The boss of one of Britain’s biggest car leasing companies says the government’s planned investment in charging infrastructure is not enough to keep up with a huge upturn in demand for EVs since the fuel crisis in late September.
Andy Alderson, founder and chief executive of online leasing company Vanarama, says the £620m investment announced last week, as part of the government’s Net Zero Strategy, is ‘inadequate’ and goes nowhere near far enough.
“We’ve been seeing electric vehicles grow in popularity for quite a few years now but the pace of change since the pandemic and particularly since the fuel crisis has been off the charts,” says Mr Alderson.
Vanarama has seen orders for electric cars skyrocket by more than 1,000% in 2021, and more than double since fuel shortages began in late September.
On average, Vanarama is processing 55 orders for all-electric vehicles a day, and expects to deliver more than 20,000 EVs to customers in the next calendar year.
This spike in demand for EVs is outpacing the roll-out of public charging points, which is concerning as it could stall the switch from internal combustion cars, putting the goal to end the sale of all petrol and diesel cars by 2030 at risk.

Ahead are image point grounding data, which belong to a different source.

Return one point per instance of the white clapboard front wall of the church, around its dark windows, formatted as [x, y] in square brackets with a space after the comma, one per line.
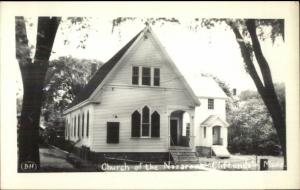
[119, 99]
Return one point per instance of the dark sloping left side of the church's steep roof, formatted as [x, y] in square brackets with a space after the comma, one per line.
[100, 75]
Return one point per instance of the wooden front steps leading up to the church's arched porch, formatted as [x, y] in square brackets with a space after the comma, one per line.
[183, 155]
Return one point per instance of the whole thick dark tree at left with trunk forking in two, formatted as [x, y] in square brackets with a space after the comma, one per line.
[33, 73]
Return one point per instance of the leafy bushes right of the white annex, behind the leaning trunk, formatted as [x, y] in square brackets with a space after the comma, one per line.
[251, 130]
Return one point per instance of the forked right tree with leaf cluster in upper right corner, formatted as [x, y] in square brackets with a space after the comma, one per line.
[265, 86]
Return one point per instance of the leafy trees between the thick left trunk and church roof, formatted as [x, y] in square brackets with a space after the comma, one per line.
[64, 79]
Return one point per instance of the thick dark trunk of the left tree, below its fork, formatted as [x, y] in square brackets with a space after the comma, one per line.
[33, 79]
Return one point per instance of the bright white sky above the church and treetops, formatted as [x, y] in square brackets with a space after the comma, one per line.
[213, 51]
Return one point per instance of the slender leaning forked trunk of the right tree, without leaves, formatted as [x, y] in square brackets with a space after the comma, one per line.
[265, 88]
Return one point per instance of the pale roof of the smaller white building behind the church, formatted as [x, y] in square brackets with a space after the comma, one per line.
[207, 87]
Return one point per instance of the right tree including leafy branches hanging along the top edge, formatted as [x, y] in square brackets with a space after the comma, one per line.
[246, 29]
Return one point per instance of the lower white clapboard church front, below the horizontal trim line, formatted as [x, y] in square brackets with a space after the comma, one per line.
[121, 103]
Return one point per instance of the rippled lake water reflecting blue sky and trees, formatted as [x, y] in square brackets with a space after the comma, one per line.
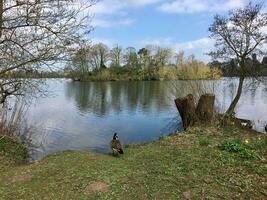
[84, 115]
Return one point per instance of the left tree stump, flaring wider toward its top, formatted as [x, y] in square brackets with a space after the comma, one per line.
[186, 107]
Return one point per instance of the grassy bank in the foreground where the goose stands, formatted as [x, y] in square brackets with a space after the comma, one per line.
[204, 162]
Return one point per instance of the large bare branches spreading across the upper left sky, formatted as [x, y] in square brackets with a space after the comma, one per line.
[34, 34]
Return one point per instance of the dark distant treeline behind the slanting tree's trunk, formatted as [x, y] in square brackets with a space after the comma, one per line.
[253, 66]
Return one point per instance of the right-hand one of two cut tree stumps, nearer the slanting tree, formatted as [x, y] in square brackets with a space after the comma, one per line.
[205, 107]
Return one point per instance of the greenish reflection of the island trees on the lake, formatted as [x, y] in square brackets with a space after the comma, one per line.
[118, 97]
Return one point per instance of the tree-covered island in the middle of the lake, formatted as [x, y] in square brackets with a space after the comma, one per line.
[98, 62]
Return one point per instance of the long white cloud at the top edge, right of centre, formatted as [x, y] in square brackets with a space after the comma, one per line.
[194, 6]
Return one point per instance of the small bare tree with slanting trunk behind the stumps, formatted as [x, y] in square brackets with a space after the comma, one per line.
[239, 36]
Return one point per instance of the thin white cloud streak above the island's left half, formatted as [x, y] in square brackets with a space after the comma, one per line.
[107, 23]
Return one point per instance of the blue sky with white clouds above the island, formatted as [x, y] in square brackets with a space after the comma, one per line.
[178, 24]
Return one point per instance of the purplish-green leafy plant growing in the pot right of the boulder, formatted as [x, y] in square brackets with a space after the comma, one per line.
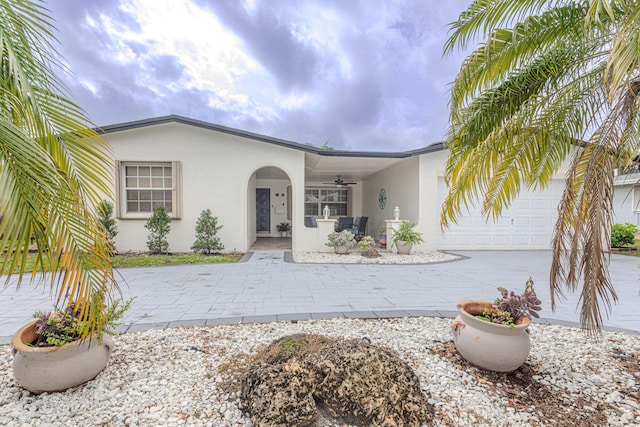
[511, 308]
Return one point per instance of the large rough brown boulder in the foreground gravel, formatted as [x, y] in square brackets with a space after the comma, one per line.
[306, 379]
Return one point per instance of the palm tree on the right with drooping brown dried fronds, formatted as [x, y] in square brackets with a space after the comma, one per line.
[554, 81]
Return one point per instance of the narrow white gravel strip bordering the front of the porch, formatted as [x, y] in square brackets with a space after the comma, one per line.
[354, 257]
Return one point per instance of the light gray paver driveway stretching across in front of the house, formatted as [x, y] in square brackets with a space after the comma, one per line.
[266, 288]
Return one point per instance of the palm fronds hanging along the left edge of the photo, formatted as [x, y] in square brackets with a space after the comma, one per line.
[53, 170]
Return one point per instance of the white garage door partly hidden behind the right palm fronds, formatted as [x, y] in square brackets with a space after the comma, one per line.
[528, 224]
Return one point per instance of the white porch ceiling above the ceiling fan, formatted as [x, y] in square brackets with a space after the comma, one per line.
[352, 168]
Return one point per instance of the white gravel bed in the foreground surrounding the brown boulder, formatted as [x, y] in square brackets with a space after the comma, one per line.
[171, 377]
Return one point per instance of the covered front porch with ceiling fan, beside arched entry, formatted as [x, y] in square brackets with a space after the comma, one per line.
[350, 184]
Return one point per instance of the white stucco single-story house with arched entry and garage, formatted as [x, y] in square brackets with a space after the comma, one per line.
[253, 182]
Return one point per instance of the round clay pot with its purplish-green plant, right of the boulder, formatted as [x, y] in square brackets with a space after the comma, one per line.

Mr Alderson said: “Every car manufacturer has accelerated plans for electric vehicles and it’s imperative that the government follows suit. The Government needs to act and act quickly if it is to remain on course for its Net Zero targets.”

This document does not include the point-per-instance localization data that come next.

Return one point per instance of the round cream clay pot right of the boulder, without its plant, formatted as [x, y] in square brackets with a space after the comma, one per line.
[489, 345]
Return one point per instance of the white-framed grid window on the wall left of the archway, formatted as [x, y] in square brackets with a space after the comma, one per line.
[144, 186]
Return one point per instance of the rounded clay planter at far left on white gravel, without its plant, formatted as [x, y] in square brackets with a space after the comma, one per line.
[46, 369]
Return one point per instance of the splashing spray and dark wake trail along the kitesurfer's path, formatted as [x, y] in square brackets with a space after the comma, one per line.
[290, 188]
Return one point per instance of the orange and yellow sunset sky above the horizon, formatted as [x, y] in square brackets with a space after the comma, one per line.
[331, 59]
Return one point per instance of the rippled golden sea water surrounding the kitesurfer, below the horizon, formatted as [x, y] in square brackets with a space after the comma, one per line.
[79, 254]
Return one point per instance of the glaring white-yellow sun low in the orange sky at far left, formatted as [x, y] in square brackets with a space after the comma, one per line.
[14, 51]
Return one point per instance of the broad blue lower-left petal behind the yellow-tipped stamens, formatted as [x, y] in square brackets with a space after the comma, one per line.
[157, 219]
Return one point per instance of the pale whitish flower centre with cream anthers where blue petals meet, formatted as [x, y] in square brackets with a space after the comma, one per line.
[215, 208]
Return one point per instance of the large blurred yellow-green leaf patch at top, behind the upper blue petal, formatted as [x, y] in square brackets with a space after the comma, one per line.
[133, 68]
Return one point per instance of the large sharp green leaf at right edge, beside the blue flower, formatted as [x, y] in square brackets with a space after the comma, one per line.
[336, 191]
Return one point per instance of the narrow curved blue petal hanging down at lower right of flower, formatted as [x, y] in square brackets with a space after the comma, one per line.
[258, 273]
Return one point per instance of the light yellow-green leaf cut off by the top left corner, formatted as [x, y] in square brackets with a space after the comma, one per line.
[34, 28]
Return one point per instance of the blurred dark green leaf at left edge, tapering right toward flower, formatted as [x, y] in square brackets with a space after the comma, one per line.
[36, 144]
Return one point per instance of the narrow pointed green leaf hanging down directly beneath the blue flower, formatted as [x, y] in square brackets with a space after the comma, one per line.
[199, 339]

A report issued last week by independent transport research organisation New AutoMotive agreed with Alderson’s assessment. It estimates that the UK will need between 230,000 and 280,000 public chargers by 2035 to meet demand. There are currently just 24,000.

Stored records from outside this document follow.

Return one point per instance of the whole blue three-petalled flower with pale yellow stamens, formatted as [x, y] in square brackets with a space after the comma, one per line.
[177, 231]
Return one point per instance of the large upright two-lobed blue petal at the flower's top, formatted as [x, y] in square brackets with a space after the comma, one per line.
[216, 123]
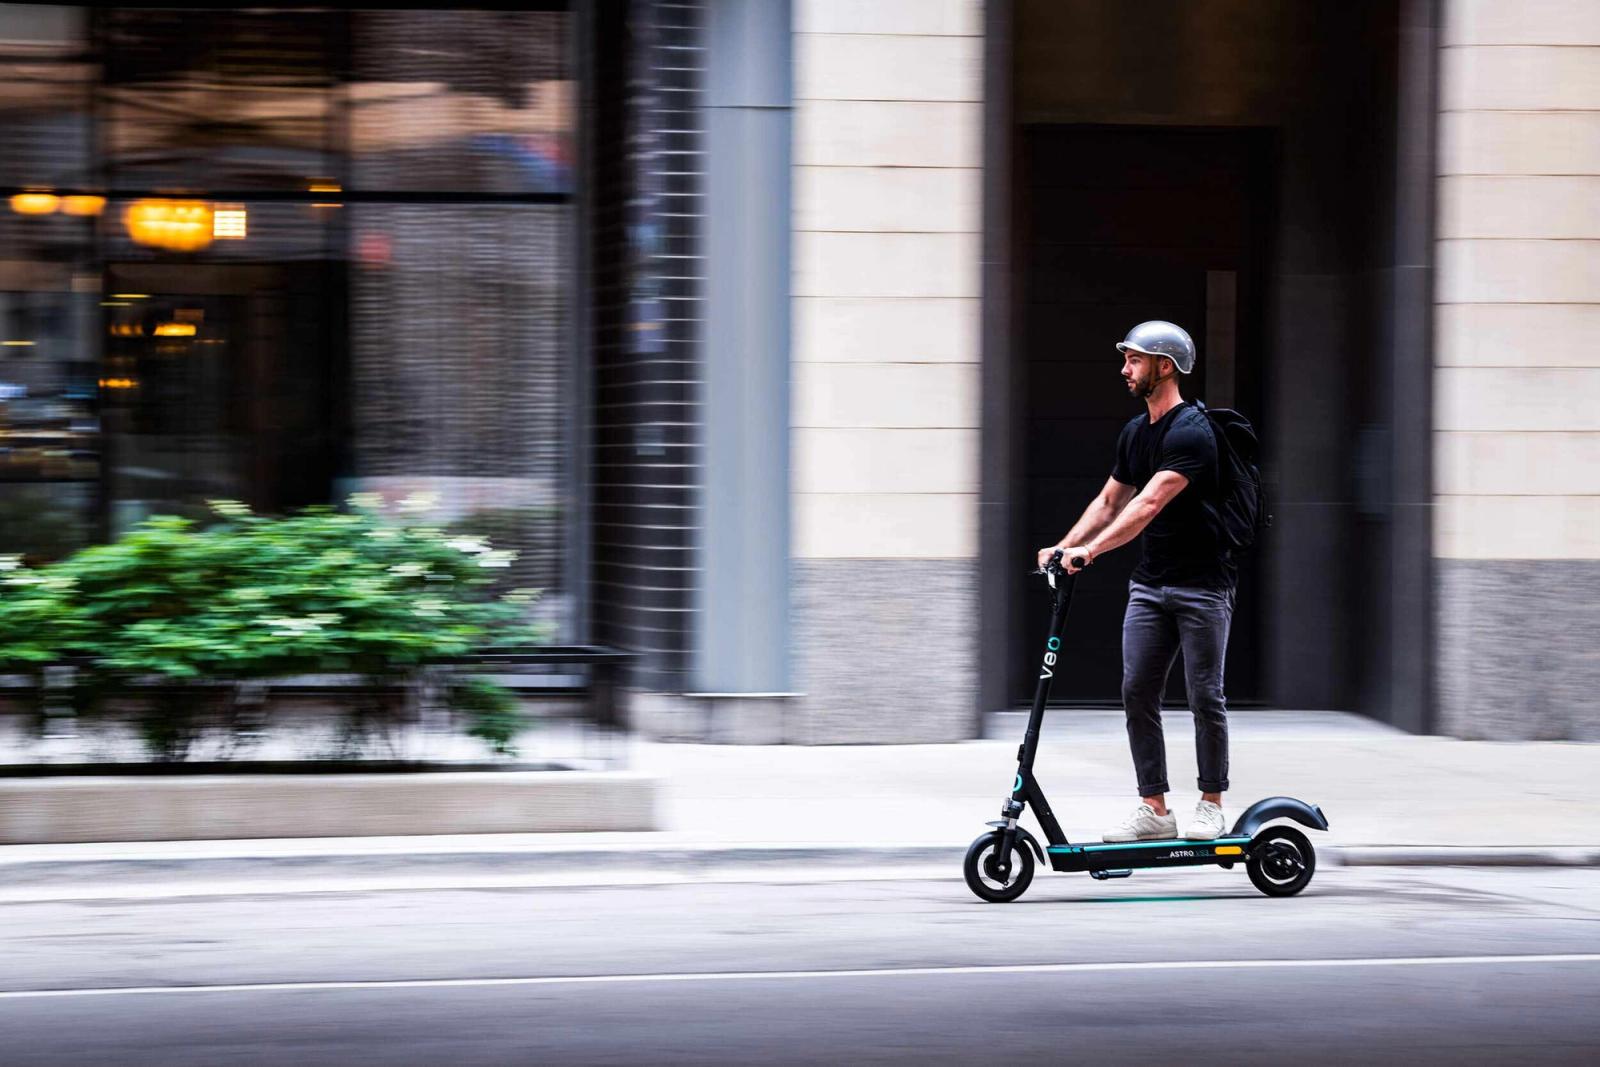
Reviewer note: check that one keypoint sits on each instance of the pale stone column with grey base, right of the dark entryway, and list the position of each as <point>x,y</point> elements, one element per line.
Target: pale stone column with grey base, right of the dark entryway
<point>1518,378</point>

The same report estimates that 40-50 charge points need to be installed every day across the country if we are to keep up with current demand.
Vanarama is now offering its customers a free home charging point with every EV order along with a year’s free insurance on every new car lease to make the switch to an EV more affordable.
Mr Alderson added: “The vast majority of EVs on the market today are more than capable of meeting the needs of the average driver but the public charging infrastructure needs massive investment.”
“It’s hard to see this as anything other than the tipping point where motorists turn their backs on petrol and diesel and move to the lower running costs and zero tailpipe emissions of EVs.”